In an interview given to the Daily Record in 2012, songwriter Ricky Ross stated, "I have no idea why I started writing a song like that in Greece, but that's why there's a reference to raki in it, the local firewater. I was sitting messing around with lyrics, bored on holiday, in a far away scene. There were men from the Glasgow cleansing department depot who walked up and down the street with brushes outside my flat in Pollokshields."

== Use in sport ==
The supporters of Scottish football team Dundee United frequently sing "Dignity" as an anthem. Dundee United player Tony Watt has expressed his love for the song. He states "That rendition of Dignity tonight was epic! Get it on after every game!" and "Top 3 memory this, normalise Dignity every game."

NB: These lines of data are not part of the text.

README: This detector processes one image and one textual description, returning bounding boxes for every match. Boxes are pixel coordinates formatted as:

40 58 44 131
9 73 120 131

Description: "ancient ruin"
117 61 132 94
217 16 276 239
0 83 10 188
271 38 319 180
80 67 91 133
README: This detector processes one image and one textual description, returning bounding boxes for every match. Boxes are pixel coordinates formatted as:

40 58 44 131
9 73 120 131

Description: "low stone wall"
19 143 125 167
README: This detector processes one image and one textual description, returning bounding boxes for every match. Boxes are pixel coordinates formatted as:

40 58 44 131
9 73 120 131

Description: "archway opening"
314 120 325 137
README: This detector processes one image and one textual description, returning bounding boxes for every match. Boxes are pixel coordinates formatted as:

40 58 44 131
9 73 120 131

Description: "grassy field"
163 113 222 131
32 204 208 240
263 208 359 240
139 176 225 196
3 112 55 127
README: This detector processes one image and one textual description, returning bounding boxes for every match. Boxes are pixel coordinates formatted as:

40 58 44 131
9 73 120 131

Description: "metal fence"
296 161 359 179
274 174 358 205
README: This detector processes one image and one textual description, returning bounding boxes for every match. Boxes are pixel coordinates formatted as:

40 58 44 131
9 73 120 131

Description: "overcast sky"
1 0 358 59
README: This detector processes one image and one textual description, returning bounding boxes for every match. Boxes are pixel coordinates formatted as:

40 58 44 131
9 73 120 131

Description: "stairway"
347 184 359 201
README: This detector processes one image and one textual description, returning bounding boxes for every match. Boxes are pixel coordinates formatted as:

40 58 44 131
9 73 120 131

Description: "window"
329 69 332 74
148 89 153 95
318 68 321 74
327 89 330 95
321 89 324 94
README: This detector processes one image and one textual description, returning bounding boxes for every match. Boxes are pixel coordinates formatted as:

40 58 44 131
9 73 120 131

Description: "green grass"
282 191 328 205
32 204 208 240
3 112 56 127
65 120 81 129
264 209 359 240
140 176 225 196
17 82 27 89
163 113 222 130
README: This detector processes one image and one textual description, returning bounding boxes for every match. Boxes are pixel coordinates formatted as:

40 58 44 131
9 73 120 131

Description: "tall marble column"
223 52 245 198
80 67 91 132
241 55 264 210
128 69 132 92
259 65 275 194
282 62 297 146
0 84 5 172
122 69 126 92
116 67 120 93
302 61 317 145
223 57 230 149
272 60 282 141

The song is also regularly played at stock car racing events at Cowdenbeath Racewall, especially at the annual memorial race in tribute to Raymond Gunn, a driver who lost his life at the venue in 2003.

==Multiple releases==
"Dignity" has been officially released as a single three times. It was first released as the lead single of the band's first album Raintown. The single failed to chart in the UK, although it did reach the lower region of the charts in the Netherlands, and sales on the album were slow to start. The 12" version of the first release featured a different vocal and alternate lyrics. After the release of two subsequent singles, "Dignity" was re-recorded in November 1987 by Bob Clearmountain and re-released in January 1988 as the fourth single (and second release of "Dignity"). The second release charted on the UK Singles Chart and its success helped increase sales of Raintown.

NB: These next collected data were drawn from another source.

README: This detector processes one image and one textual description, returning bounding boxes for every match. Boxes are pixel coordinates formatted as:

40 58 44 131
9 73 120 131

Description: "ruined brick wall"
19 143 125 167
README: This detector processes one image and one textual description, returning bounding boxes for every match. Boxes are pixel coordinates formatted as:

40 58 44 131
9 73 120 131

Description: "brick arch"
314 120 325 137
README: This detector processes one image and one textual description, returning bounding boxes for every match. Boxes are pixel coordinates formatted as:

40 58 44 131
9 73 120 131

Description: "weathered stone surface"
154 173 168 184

"Dignity" was released for a third time as the second single from Deacon Blue's first greatest hits compilation Our Town - The Greatest Hits. During the third release, two companion CD singles were released—one with the original version of "Dignity" and one with the Bob Clearmountain re-recording.

==Track listings==
All songs written by Ricky Ross, except where noted:

===Dignity (1st release) (March 1987)===
7" single (Deac 1)
1. "Dignity" - 4:00
2. "Riches" - 2:39

Cassette single (XPC 4011) (packaged with 7" single)
1. "Dignity" - 4:00
2. "Riches" - 2:39
3. Edited excerpts of songs from Raintown

12" single (Deac t1)
1. "Dignity (12" Version)"
2. "Riches" (12" Version)"
3. "Ribbons and Bows" - 4:18

===Dignity (2nd release) (January 1988)===
7" single (Deac 4)
1. "Dignity [Bob Clearmountain recording]" - 4:13
2. "Suffering" - 2:44

7" extended play single (Deac ep4)
1. "Dignity [Bob Clearmountain recording]" - 4:13
2. "Suffering" - 2:44
3. "Raintown (Piano Version)" - 3:40
4. "Ronnie Spector" (Ross, Kelling, Prime) - 3:29

10" single (Deac q4)
1. "Dignity [Bob Clearmountain recording]" - 4:13
2. "Suffering" - 2:44
3. "Shifting Sand" (Ross, Prime) - 3:18

12" single (Deac t4)
1. "Dignity [Bob Clearmountain recording] (Extended Version)"
2. "Just Like Boys" (Ross, Prime) - 3:13
3. "Shifting Sand" (Ross, Prime) - 3:18
4. "Ronnie Spector" (Ross, Kelling, Prime) - 3:29

CD single (CDDeac 4)
1. "Dignity [Bob Clearmountain recording]"
2. "Suffering" - 2:44
3. "Just Like Boys" (Ross, Prime) - 3:13
4. "Shifting Sand" (Ross, Prime) - 3:18

===Dignity (3rd release) (May 1994)===
Cassette single (660448 4)
1. "Dignity [Bob Clearmountain recording]" - 4:16
2. "Beautiful Stranger" (Ross, Prime) - 3:54

CD single A (660448 2)
1. "Dignity [Bob Clearmountain recording]" - 4:16
2. "Beautiful Stranger" (Ross, Prime) - 3:54
3. "Waves of Sorrow (Piano and Vocal Version)" - 3:25
4. "Bethlehem's Gate (Piano and Vocal Version)" - 3:33

CD single B (660448 5)
1. "Dignity" - 4:03
2. "Fergus Sings the Blues (Live from the Hammersmith Odeon, 22.04.93)" (Ross, Prime) - 4:10
3. "Loaded (Live from the Hammersmith Odeon, 22.04.93)" - 3:51
4. "Chocolate Girl (Live from the Hammersmith Odeon, 22.04.93) [with "My Girl" melody]" - 6:22

==Charts==

===Weekly charts===

| Chart (1987) | Peak position |
|---|---|
| Dutch GfK chart | 45 |
| Italy Airplay (Music & Media) | 15 |

| Chart (1988) | Peak position |
|---|---|
| UK Singles Chart | 31 |
| US Billboard Mainstream Rock Tracks | 22 |

| Chart (1994) | Peak position |
|---|---|
| UK Singles Chart | 20 |

==Certifications==

| Region | Certification | Certified units/sales |
| United Kingdom (BPI) | Gold | 400,000^{‡} |
^{‡} Sales+streaming figures based on certification alone.